Once he’d built the pit, the Thunderbird then, in an impressive display of power, created a copy of the enchantment in a matter of seconds, carving thousands and thousands of runes upon the stone floor of the pit and along its sides. Once she was finished, Leon heard her say, “Marvelous. Much better than what I’d been working on.”
From his perspective, Leon couldn’t even begin to unravel the complexities of this enchantment, but he took the Thunderbird at face value; if she was impressed with the enchantment, then he figured his reaction wouldn’t be overblown if he fell to his knees in awe. He didn’t do that, but he felt his appreciation for this enchantment array grow.
“Now,” the Thunderbird said as she turned her avian head back in his direction, “we can get started on turning you back into a human.”
---
Far away from the Bull Kingdom, or the Serpentine Isles, in the very center of the plane of Aeterna, deep within a titanic stone tower, the Grave Warden slept. He’d been sleeping for a couple years, now, but his apprentice wasn’t worried; he was beyond ancient, and sleeping for centuries at a time wasn’t uncommon for his master to do.

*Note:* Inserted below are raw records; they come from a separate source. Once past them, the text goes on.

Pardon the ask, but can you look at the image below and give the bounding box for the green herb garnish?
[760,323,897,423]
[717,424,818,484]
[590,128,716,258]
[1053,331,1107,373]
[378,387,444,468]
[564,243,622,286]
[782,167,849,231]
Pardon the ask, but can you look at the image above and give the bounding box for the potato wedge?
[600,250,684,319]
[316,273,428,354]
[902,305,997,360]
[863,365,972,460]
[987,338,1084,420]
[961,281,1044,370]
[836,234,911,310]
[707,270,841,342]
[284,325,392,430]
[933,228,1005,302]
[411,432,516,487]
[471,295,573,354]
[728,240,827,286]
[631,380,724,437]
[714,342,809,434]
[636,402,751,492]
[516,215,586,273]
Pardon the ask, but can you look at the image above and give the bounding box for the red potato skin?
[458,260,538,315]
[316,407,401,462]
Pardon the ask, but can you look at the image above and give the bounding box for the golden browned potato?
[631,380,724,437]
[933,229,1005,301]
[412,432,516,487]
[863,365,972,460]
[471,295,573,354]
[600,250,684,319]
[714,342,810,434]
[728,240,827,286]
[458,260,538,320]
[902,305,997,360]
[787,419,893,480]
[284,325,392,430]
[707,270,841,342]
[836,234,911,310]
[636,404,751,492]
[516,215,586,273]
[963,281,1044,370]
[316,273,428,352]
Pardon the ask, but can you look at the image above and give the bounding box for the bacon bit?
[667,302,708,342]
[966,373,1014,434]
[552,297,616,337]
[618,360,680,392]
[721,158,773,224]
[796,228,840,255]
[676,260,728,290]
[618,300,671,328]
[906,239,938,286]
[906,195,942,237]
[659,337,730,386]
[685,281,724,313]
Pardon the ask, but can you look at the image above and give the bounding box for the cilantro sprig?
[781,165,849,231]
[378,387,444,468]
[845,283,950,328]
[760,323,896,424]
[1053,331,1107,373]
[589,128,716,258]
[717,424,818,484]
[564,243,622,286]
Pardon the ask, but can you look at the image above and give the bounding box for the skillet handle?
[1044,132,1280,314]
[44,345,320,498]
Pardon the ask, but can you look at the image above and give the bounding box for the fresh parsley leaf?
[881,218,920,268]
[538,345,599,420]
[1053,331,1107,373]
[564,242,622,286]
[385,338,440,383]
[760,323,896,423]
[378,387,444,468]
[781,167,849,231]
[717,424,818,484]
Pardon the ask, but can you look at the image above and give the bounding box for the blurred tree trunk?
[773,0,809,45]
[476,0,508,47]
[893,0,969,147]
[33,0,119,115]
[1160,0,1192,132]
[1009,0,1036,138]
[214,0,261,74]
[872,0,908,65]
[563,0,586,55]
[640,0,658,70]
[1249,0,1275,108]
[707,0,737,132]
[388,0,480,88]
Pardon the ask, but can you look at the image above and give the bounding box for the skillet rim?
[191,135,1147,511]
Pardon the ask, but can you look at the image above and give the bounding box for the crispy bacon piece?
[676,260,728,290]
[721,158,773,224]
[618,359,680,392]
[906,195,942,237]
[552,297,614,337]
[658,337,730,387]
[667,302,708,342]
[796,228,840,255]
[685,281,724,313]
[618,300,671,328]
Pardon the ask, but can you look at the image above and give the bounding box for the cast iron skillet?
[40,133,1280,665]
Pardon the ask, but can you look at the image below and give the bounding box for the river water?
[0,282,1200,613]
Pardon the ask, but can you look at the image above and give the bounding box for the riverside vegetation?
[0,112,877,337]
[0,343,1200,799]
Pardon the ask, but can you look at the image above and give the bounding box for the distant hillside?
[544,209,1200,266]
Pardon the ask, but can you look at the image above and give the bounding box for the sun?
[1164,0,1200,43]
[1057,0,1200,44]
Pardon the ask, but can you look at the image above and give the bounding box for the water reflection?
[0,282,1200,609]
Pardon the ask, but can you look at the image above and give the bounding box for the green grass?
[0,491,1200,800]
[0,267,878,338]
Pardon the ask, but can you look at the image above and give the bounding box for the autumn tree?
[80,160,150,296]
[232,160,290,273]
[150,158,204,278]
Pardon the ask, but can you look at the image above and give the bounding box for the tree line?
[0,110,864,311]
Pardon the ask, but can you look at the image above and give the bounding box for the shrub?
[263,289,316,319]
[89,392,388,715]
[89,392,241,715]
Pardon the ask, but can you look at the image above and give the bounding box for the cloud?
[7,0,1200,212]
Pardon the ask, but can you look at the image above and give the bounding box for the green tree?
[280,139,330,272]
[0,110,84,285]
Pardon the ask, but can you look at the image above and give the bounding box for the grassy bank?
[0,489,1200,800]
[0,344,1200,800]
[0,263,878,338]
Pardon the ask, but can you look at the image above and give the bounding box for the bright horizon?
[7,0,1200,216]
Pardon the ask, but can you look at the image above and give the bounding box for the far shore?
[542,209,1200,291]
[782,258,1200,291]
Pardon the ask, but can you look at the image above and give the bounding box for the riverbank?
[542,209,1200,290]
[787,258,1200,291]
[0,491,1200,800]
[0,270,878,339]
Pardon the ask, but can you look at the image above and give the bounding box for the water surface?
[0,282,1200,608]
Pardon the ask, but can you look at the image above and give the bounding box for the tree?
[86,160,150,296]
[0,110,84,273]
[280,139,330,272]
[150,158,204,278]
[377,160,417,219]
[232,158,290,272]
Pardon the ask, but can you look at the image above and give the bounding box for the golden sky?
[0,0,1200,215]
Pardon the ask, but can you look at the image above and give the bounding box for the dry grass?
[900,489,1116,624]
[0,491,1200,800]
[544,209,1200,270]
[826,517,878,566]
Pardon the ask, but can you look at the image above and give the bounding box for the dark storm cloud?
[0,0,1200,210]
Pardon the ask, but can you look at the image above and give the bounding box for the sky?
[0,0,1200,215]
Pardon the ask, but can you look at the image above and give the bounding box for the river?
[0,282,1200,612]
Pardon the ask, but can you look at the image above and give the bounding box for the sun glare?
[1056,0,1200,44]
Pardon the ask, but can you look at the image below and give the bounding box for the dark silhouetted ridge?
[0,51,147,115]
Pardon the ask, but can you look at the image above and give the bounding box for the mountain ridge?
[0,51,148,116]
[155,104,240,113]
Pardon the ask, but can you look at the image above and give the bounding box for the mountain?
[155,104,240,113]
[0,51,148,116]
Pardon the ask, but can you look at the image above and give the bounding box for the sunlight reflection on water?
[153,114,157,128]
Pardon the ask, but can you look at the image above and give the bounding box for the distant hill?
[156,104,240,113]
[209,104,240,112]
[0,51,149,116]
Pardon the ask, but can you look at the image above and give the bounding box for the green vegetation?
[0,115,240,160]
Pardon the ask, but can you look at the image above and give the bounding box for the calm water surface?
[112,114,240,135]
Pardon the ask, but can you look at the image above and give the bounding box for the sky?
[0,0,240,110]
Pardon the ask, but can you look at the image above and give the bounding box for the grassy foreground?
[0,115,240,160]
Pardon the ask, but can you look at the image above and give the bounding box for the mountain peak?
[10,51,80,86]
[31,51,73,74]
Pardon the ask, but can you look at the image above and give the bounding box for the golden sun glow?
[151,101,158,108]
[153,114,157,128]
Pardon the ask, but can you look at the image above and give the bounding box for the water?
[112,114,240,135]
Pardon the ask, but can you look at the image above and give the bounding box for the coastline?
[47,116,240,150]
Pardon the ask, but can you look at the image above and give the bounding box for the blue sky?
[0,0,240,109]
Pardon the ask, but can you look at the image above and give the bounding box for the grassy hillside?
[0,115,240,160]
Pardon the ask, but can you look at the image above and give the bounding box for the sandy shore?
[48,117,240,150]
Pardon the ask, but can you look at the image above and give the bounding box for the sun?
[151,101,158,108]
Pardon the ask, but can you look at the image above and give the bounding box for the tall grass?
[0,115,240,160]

Usually, the apprentice just let his master sleep as long and as deeply as he wished, but this time, something important had come up, something that couldn’t be ignored. So, the apprentice made his way through the innumerable halls of the tower with great haste.
The enchantments on one of the Graveyards had been disrupted, and his master had to know immediately before anything could slip out. If even a single individual that they were guarding managed to escape, then all the universe could be imperiled.